The 30-second summary
Every modern runtime ships a CSPRNG: crypto.randomUUID() and crypto.getRandomValues() in browsers and Node.js, secrets in Python, SecureRandom in the JVM. They're fast, free, and cryptographically strong. For session IDs, CSRF tokens, password salts, request IDs — anything where the only consumer of the randomness is your own server — they're the correct answer.
They become the wrong answer the moment a second party has to verify that the result you reported is the result your code actually produced. An in-process CSPRNG is unobservable from the outside; there is no artifact a third party can check.
Feature matrix
| Capability | Provable.io | crypto.randomUUID() / getRandomValues() |
|---|---|---|
| Cryptographic strength | HMAC-SHA256 keyed stream | OS CSPRNG (e.g. /dev/urandom, BCryptGenRandom) |
| Reproducible from seed | Yes — that's the whole point | No — fresh entropy on every call |
| Third-party verifiability | Yes — publish seed + hash, anyone re-derives | No — the call is invisible from outside the process |
| Pre-commitment | Yes — serverHash published before the result | No |
| Latency | ~tens of ms (network) | Sub-microsecond (in-process) |
| Auditable history | Yes — every outcome persisted and addressable by short ID | No — gone the moment the process exits |
| External dependency | Yes — an HTTP call | No — language-level |
| Best for | Anything a user, auditor, or regulator might dispute | Internal tokens, IDs, salts, padding, jitter |
When crypto.randomUUID() is the right answer
Don't reach for an HTTP API when a local function call does the job.

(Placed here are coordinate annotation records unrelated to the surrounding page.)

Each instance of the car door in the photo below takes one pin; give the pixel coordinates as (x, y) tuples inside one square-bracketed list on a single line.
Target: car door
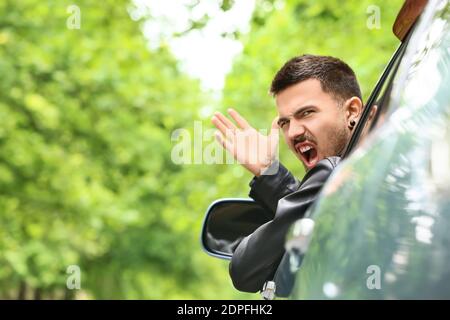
[(381, 222)]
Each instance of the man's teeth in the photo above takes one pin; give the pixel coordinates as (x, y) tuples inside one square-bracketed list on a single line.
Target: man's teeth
[(305, 149)]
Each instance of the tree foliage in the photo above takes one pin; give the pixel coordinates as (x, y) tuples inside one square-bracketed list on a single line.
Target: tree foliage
[(86, 176)]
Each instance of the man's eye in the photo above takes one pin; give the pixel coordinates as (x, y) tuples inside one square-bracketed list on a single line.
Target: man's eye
[(282, 123)]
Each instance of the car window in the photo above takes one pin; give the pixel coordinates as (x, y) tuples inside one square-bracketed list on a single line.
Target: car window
[(385, 212), (376, 106)]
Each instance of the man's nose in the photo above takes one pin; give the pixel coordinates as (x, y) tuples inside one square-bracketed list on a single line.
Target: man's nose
[(295, 129)]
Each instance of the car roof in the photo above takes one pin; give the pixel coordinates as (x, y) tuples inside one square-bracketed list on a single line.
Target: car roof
[(406, 17)]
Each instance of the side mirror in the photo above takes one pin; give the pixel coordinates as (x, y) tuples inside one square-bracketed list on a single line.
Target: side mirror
[(227, 222)]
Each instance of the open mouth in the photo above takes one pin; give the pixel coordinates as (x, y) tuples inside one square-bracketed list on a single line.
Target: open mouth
[(308, 153)]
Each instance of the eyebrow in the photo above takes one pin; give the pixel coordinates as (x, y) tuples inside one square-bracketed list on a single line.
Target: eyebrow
[(297, 112)]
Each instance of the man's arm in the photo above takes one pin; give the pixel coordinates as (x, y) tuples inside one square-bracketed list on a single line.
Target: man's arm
[(256, 258), (268, 189)]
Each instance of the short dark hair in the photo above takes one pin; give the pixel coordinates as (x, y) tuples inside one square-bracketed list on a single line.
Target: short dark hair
[(335, 76)]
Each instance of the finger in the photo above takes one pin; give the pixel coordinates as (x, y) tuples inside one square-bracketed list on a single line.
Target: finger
[(239, 119), (225, 121), (219, 125), (275, 126), (225, 143)]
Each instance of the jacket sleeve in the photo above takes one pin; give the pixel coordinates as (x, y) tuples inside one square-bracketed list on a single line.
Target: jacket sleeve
[(258, 255), (268, 189)]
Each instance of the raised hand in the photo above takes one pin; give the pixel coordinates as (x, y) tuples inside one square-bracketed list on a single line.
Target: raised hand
[(252, 149)]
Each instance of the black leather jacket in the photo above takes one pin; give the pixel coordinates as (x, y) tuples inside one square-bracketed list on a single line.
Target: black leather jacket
[(258, 255)]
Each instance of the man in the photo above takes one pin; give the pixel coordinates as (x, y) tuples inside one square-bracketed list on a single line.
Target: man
[(319, 102)]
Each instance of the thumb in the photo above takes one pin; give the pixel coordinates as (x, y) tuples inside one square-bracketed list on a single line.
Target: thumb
[(275, 127)]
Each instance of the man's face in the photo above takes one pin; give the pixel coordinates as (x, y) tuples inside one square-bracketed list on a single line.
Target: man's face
[(313, 123)]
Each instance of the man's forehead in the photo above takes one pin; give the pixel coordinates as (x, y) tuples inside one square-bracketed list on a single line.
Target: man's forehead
[(305, 93)]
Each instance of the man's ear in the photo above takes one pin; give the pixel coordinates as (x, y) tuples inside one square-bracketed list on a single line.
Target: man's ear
[(353, 110)]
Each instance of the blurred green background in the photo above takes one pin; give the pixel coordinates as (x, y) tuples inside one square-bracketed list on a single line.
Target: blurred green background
[(87, 115)]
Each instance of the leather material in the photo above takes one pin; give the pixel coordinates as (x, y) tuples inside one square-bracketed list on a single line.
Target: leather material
[(267, 190), (258, 255)]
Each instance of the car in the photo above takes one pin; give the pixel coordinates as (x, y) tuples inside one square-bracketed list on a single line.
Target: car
[(380, 228)]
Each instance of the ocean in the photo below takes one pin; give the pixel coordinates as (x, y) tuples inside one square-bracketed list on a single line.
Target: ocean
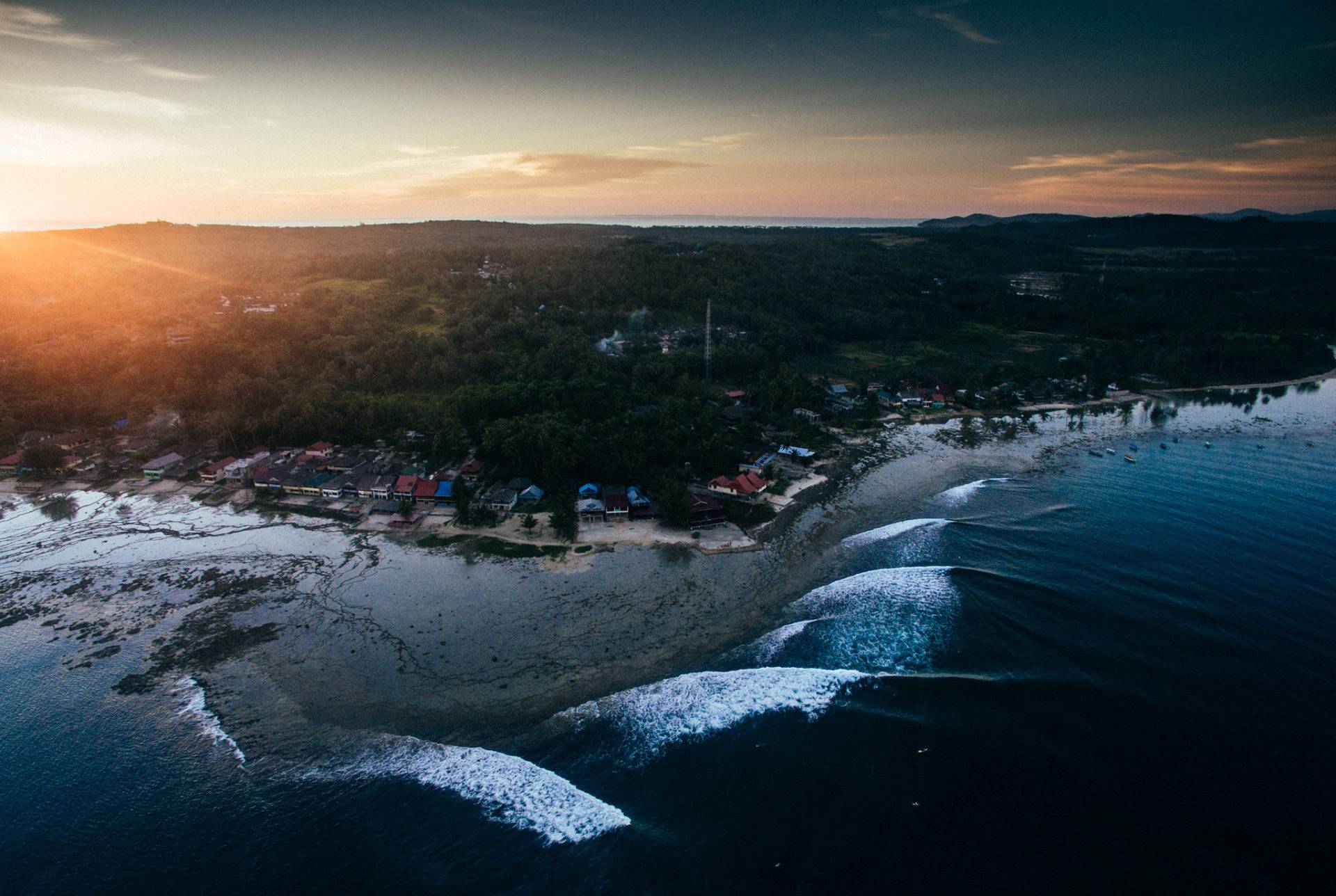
[(1029, 666), (626, 221)]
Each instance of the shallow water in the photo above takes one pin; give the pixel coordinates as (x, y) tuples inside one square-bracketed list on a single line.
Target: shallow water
[(967, 668)]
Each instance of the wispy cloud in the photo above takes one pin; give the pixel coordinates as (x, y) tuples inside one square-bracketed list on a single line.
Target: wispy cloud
[(937, 14), (24, 142), (30, 23), (154, 71), (93, 99), (722, 142), (453, 177), (1289, 168)]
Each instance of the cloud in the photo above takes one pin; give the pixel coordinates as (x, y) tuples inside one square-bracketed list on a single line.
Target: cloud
[(30, 23), (938, 15), (24, 142), (93, 99), (27, 23), (454, 177), (722, 142), (1269, 170)]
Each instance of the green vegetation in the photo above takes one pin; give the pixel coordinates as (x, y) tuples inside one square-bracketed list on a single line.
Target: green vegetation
[(370, 332)]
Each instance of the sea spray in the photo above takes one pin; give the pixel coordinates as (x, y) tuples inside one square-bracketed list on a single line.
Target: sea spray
[(509, 790), (649, 719), (962, 493), (194, 707), (882, 620), (886, 533)]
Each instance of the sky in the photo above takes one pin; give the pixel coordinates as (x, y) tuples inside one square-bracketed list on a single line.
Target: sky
[(284, 111)]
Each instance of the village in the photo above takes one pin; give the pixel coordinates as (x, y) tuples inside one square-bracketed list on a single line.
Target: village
[(395, 489)]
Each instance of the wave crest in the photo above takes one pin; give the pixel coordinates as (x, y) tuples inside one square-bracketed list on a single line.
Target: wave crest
[(194, 707), (651, 717), (894, 529), (962, 493), (884, 620), (509, 790)]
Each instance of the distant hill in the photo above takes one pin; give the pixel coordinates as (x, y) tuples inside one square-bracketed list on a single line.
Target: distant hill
[(957, 222), (1326, 216), (987, 221)]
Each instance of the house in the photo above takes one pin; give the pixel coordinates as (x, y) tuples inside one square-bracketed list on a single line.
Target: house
[(501, 497), (333, 488), (528, 492), (743, 485), (212, 472), (404, 488), (241, 469), (154, 469), (706, 513), (617, 506), (313, 485), (642, 505), (756, 463), (589, 511), (70, 441), (374, 486)]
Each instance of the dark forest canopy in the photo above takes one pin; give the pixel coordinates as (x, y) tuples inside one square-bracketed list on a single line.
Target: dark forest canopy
[(379, 329)]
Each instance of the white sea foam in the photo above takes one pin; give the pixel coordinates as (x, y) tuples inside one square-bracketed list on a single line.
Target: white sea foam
[(193, 707), (509, 790), (882, 620), (651, 717), (886, 533), (962, 493), (765, 648)]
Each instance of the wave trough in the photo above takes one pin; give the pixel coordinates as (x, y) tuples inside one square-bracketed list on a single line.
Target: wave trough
[(509, 790)]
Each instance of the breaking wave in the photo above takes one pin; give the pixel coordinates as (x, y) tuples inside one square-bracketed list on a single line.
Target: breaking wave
[(193, 707), (886, 533), (882, 620), (509, 790), (765, 648), (651, 717), (962, 493)]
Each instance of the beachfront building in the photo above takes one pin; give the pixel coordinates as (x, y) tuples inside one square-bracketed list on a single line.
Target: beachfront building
[(155, 467), (745, 485)]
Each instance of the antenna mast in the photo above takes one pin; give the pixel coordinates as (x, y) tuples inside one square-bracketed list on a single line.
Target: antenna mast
[(710, 337)]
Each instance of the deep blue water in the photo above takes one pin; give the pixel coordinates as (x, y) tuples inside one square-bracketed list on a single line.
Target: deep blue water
[(1102, 678)]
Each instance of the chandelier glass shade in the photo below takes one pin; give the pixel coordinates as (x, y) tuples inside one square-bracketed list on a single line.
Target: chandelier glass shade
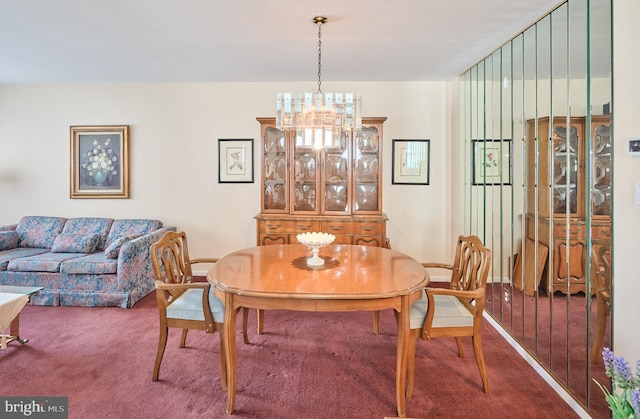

Stick with the in-process CSPRNG for:
- Session tokens, CSRF tokens, password reset tokens. Nobody outside your server should ever see these, much less verify them.
- Database primary keys / request IDs. Latency matters, verification doesn't.
- Cryptographic key material. Generate your TLS private keys, your AES keys, your HMAC keys with the OS CSPRNG — never with a seeded RNG.
- Internal jitter and backoff. Same reasoning: no audience.
When you actually need a verifiable RNG
The "who needs to check this?" question is the whole tell. If the answer is anyone outside your own process, the local CSPRNG can't help — there's nothing to publish. Reach for Provable.io when:
- A user might dispute the outcome. "Why did my entry not win?" "Why was I in the control group?" "Why did the deck deal that hand?" See raffle picker, A/B bucketing, card shuffler.
- An auditor needs to re-derive a past decision. A regulator asking "show me that this user really was bucketed into the treatment arm on this date" is a non-starter with
crypto.randomUUID(). - You're publishing the result to a public audience. Giveaways, NFT trait reveals, jackpots, dice rolls in a public game lobby.
What the API call looks like
Same shape as a Crypto API call, just over HTTP — and the response carries the proof in addition to the value.
curl "https://api.provable.io/api/bytes?clientSeed=compare-crypto-demo&count=16&encoding=hex"The response includes a serverHash. Anyone with the seed and that hash can confirm — via the open-source provable-core library — that the bytes you reported are the bytes the algorithm produced.
A common mistake: using both for the same job
We see two anti-patterns regularly:
- Calling Provable.io for session tokens. You don't need verification, and you're adding a network round trip to every login. Use the language CSPRNG.
- Calling
crypto.randomUUID()for a public raffle winner. The draw happens, the winner is announced, the runners-up ask "how do we know?" — and there's no answer. Use Provable.io and publish theserverHash.
The line is about audience, not about strength. Both primitives are cryptographically sound; they answer different questions.
FAQ
Is Provable.io a CSPRNG?
Its output is computationally indistinguishable from a CSPRNG, but the trust model is different: it's verifiable rather than unobservable. That's a feature for public-audience use cases and a footgun for secret material. Never use the same Provable.io seed for both visible draws and secret keys.
What about Math.random()?
Math.random() is not cryptographically strong and shouldn't be used for either job. If a value matters, use crypto.getRandomValues() for in-process needs and Provable.io for verifiable ones.
Can I cache outcomes?
Yes. Because the call is deterministic in (serverSeed, clientSeed, cursor, nonce), you can cache the result keyed by the inputs. The seed-based design is what makes both verification and caching cheap.